Former youth pastor Brent Allen Girouex, then 31, was arrested in 2011 under 61 counts of sexual exploitation by a counselor or therapist and 28 counts of third-degree sexual abuse dating back as far as 2007, this after four men came forward saying they were sexually abused by Girouex while in his care. Another eight people later came forward during the course of the investigation claiming they had been abused.
Dubbed the “rape away the gay” pastor by the press, Girouex reportedly subscribed to the notion that he could keep the boys “sexually pure” through sexual contact.
He infamously said after entering a guilty plea in November 2011 that he and his victims would pray during sexual contact and when “they [his victims] would ejaculate, they would be getting rid of the evil thoughts in their mind.”
Girouex claimed that he’d had “mutual” contact with the victims some 25-50 times.

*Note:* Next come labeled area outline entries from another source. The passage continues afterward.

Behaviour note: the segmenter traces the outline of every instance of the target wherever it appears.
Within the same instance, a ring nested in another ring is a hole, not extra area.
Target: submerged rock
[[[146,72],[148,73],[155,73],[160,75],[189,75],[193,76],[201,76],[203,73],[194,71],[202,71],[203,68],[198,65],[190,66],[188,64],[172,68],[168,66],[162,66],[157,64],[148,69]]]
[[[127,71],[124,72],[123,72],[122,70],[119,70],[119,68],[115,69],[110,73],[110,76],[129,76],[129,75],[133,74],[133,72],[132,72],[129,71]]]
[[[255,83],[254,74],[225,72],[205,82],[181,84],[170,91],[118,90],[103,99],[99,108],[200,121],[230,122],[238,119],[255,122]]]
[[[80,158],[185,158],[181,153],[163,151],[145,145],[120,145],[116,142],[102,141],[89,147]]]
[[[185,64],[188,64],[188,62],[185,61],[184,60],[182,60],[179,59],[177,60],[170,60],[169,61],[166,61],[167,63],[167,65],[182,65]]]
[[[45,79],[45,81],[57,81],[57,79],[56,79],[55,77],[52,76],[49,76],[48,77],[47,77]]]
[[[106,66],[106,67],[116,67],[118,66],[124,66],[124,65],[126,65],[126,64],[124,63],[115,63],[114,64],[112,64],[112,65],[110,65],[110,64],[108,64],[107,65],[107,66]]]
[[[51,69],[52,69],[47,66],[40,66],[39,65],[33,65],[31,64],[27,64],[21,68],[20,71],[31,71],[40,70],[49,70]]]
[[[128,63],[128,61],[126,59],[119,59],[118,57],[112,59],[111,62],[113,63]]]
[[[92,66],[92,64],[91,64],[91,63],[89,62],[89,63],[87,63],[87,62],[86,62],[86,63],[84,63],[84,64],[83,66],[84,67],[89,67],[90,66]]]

The unnamed victims have disputed this figure, saying the forced contact occurred between 50 and 100 times.
Questions were raised as to whether the church Girouex was part of, the Victory Fellowship Church in Council Bluffs, had done enough to prevent this kind of abuse given what was perceived by some at the time as its lax approach to safeguarding the young people under its care.
It should be noted, however, that there appears no evidence that the church ever knowingly allowed for this kind of conduct or ever tried to cover it up. In fact, the church played a significant part in exposing the abuse scandal and later petitioned for tough sentencing.
Despite all this, and Girouex’s readily admitting his guilt, Girouex was handed only a 17-year prison sentence in March 2012.
Even more astonishingly, Fourth District Judicial Court judge Greg Steensland then suspended that sentence in favor of mandating Girouex to continue sex offender rehabilitation treatment. He also slapped Girouex with the maximum probation allowed under law — just 5 years. In short, Girouex has so far served not one day in prison for the crimes he readily confessed to.
This apparently lenient sentence prompted one pastor at Victory Fellowship Church, Lonnie Parton, to write an open letter to the judge asking what the judge was thinking. He wrote, “Brent used his ‘family man’ reputation and his hard-working record to earn the trust of unsuspecting parents. Brent employed careful grooming techniques to win the trust of his innocent and unsuspecting victims — and he inflicted untold damage.”
Girouex’s estranged wife Erin also spoke out against what seems like an extraordinarily lenient sentence.
[Said Erin Girouex:] “If that’s what it takes to get him away from people, then yes … I don’t want (my children) anywhere near him.” She added that what she wants is for other victims of sexual misconduct to speak out before it’s too late. Erin plans to file for divorce, but according to KCCI “the hang-up is that her husband wants to see their children.” Currently, Brent Girouex has a court-ordered, twice-per-month visitation schedule, where he must be supervised by his own mother.
If this story first emerged in 2011 and resurfaced in 2012, and no new information is forthcoming, why are we hearing about it again now?
The website UPI seems to be the source of this latest wave of interest, having published an article on September 4 as though the story is new. However, the reasons why the story is getting widespread attention are slightly more interesting.
The renewed interest in the Girouex case comes in the wake of a Montana judge sentencing a convicted rapist to only 30 days in jail after his 14-year-old victim committed suicide because, the judge said, he had “suffered enough” for his crimes.
That case, which outraged many and made international headlines, brought heightened attention to the startlingly poor conviction rates and small jail terms issued as answer to sexual abuse and rape cases.
Victims and victim support groups say stories like these are not unusual and they point to stories like the Girouex case as evidence that the USA needs to address serious concerns about the trial system and its perhaps even dangerously lenient treatment of rapists and sex offenders.